Image from Amazon |
Holmes engages with the enduring nature of the volunteer as something with a longstanding history in the British army, which in turn evolved within the larger conflicts of the 19th and 20th centuries. Highlighting the sociopolitical fallout of the English Civil War and the “no standing army” slogan of the Restoration, Holmes first links the experience of the civil war and its upending of the role of class in the armed forces to it impact on the officer corps. This is, namely, the emergence of the desire for the officer as gentleman – one of the reasons driving the purchase of commissions, as opposed to attaining a commission through a training college, and a key marker in the longstanding desire for a numerically limited and professionalised army (itself a concept that evolves over time).

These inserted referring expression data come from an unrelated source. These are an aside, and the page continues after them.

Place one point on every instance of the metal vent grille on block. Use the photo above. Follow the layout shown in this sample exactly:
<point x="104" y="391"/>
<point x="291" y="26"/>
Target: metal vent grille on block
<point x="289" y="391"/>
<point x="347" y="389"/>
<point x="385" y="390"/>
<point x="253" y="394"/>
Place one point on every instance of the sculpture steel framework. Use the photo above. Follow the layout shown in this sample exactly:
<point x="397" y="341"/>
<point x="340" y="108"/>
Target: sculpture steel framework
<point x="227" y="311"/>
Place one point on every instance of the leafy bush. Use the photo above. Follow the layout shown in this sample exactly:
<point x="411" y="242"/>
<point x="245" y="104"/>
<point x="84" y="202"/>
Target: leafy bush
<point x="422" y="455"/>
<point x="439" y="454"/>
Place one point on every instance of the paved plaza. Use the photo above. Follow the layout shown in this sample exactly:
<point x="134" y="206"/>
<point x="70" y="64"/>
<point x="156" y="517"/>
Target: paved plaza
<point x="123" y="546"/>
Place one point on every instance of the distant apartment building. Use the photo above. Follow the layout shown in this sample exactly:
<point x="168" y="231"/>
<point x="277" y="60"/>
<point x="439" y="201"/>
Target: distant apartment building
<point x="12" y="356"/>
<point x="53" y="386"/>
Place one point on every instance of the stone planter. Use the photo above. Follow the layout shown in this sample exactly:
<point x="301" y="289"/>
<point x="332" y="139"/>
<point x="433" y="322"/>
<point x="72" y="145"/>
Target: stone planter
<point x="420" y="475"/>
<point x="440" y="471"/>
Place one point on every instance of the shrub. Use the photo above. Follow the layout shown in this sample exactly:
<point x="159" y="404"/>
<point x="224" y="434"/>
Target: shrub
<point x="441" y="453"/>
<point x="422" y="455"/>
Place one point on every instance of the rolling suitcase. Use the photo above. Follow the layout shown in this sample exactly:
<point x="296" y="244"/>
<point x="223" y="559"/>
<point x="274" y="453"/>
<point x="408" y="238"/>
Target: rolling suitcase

The class basis of the officer corps, he also notes, is also something inherently transformed by the need for expansion in manpower during the First World War, which shifted the social structure into one comprising nearly 60% of recruits from middle-class occupational groups.
The officer as gentleman is in truth a “title…given in England to all that distinguish themselves from the common sort of people by good garb, genteel air or good education, wealth or learning”. These are all qualities that do not need a specific event to exist. They describe a cultural phenomenon that manifests differently through Britain’s socioeconomic and political shifts, cementing it as something enduring that is made unique by the circumstances in which it emerges. An 18th century titled lord with a purchased commission and a 20th century middle-class university graduate from the officer training corps are not anomalies from the conflicts they fought in, but points on a continuity.
Returning to the notion of volunteers, Holmes’ segments on militias and on recruitment are highlights that engage with the emergence of the yeomanry and auxiliary corps like the Territorial Force, and on recruiting volunteers. Both, he notes, ultimately also play into the frame of total mobilisation during the World Wars, wherein the auxiliary corps and Territorial Force become absorbed into the broader armed forces, and wherein the cost of total war ultimately requires the volunteer nature of the British army – held on to tightly until 1916 – to ultimately require conscription in order to achieve Britain’s war aims.
Holmes also notes that the shrinking power of the monarchy had occurred in tandem with the growing power of the House of Commons, such as the evolution and establishment of a Ministry of Defence. He rightly asserts that this “increase of political control over the army” and the “growing authority of the Civil Service” were part of that wider development, and aptly links this to the two world wars as having “added their own weight to the process”, where “what happened on the battlefields was only an index of a much broader national effort”. This is notable as it ties the social shifts in Britain to its ability to wage total war. By roping control of the army into the broader national capacity of the legislative and executive branches, the army becomes one element of total defence alongside other sectors such as industry. Holmes’s chapter dedicated to women bolsters this notion of the interplay between the forces fighting at the front and those serving at home or in auxiliary forces – as war became more total, the interactions of women with a male-dominated sector of society also becomes more intertwined, until the present day when women may now serve as regular servicemembers.
Overall, Soldiers is a fascinating and detailed social history of the social structures of soldiering life that places it in the deep context of the military history it is intertwined with. It makes several meaningful links with concepts of total mobilisation that make it a unique addition to texts engaging with concepts of total war, even if on a more interdisciplinary tangent.